In a single iteration of the OTSU algorithm, where a specific threshold is set, the algorithm divides the probability distribution into the probabilities of pixel occurrences in both classes. The determination of the mean value involves the use of the formula for the conditional expected value (because we are calculating the average of pixels under the condition that a specific class occurs, expressed as the: ''expected value for a given class'').

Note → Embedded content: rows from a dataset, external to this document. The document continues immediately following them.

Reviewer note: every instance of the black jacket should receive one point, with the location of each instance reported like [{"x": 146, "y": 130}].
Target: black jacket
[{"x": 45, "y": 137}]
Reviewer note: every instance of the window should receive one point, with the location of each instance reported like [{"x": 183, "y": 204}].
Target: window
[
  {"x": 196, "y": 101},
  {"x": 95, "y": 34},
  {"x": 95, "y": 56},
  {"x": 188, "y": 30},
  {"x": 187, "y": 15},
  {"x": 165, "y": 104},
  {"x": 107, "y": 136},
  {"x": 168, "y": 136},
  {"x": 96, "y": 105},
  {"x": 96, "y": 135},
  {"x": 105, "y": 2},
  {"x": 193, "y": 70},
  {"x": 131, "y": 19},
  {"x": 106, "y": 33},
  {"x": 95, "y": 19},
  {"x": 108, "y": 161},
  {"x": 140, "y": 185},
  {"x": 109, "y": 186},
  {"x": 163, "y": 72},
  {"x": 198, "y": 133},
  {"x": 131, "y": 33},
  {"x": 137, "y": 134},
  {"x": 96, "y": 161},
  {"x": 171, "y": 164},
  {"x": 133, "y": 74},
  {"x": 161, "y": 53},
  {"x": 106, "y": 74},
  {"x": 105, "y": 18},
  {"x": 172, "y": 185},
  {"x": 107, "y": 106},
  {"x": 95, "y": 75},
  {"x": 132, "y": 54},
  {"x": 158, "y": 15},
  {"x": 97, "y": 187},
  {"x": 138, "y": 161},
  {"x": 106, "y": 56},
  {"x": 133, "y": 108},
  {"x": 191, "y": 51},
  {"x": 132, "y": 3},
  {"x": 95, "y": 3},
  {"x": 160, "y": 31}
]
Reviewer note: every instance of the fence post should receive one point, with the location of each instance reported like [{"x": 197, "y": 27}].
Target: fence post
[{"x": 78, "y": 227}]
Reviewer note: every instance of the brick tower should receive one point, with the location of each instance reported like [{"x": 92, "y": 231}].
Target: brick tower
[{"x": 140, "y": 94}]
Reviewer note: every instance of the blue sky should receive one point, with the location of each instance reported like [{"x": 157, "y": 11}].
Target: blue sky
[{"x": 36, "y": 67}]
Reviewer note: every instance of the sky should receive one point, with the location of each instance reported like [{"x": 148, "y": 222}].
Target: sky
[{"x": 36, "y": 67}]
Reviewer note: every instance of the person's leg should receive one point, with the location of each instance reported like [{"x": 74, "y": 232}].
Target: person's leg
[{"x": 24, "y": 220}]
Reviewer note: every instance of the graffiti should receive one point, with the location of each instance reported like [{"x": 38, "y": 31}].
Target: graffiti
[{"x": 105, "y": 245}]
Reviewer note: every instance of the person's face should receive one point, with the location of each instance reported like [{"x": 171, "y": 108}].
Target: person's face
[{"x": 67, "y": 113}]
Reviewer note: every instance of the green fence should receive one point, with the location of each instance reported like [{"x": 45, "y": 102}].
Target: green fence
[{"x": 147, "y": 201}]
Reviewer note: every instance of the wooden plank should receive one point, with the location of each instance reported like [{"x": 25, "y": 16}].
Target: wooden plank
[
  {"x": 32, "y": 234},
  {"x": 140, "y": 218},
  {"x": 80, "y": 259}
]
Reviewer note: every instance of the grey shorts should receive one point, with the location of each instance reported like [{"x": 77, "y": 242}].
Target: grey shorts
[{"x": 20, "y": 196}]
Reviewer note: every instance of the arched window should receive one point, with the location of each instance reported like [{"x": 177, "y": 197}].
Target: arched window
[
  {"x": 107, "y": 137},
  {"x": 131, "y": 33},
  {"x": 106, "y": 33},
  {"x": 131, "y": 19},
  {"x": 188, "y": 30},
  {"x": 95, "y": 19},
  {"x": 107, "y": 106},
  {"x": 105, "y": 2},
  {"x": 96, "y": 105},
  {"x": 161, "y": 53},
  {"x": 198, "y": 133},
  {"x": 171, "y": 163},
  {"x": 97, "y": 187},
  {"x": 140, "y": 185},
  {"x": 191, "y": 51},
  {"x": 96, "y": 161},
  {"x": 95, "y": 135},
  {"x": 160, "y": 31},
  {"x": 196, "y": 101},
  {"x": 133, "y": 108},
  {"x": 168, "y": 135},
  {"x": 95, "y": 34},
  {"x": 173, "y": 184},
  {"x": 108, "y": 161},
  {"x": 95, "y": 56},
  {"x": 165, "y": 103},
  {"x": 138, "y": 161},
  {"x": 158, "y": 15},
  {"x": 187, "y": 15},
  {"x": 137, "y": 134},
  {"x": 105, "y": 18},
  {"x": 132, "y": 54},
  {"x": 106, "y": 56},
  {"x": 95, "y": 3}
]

$$ E(C_1 | t_1) = \sum_{x =1}^{t_1} \frac{xP(x)}{Q_1}$$

Then, to calculate the (conditional!) variances, we use the previously calculated conditional expected values. $$\sigma^2_1 = \sum_{x =1}^{t_1} \frac{(x - E[C_1|t_1])^2P(x)}{Q_1}$$

In [21]:
def cond_mean(x, p, q):
    # Calculate the conditional mean for a given class
    return np.sum(x * p / q)


def otsu_one_step(x, pdf, cdf, epsilon=1e-6):
    """
    Calculates one step of the ostu algorithm for one threshold value x.
    """
    # Split intensity values into lower and higher than the threshold
    x_low, x_high = np.arange(x), np.arange(x, 256)
    # Split probability densities into lower and higher than the threshold
    p_low, p_high = pdf[:x], pdf[x:]
    # Calculate cumulative probabilities for lower and higher classes
    q_low, q_high = cdf[x], cdf[-1] - cdf[x]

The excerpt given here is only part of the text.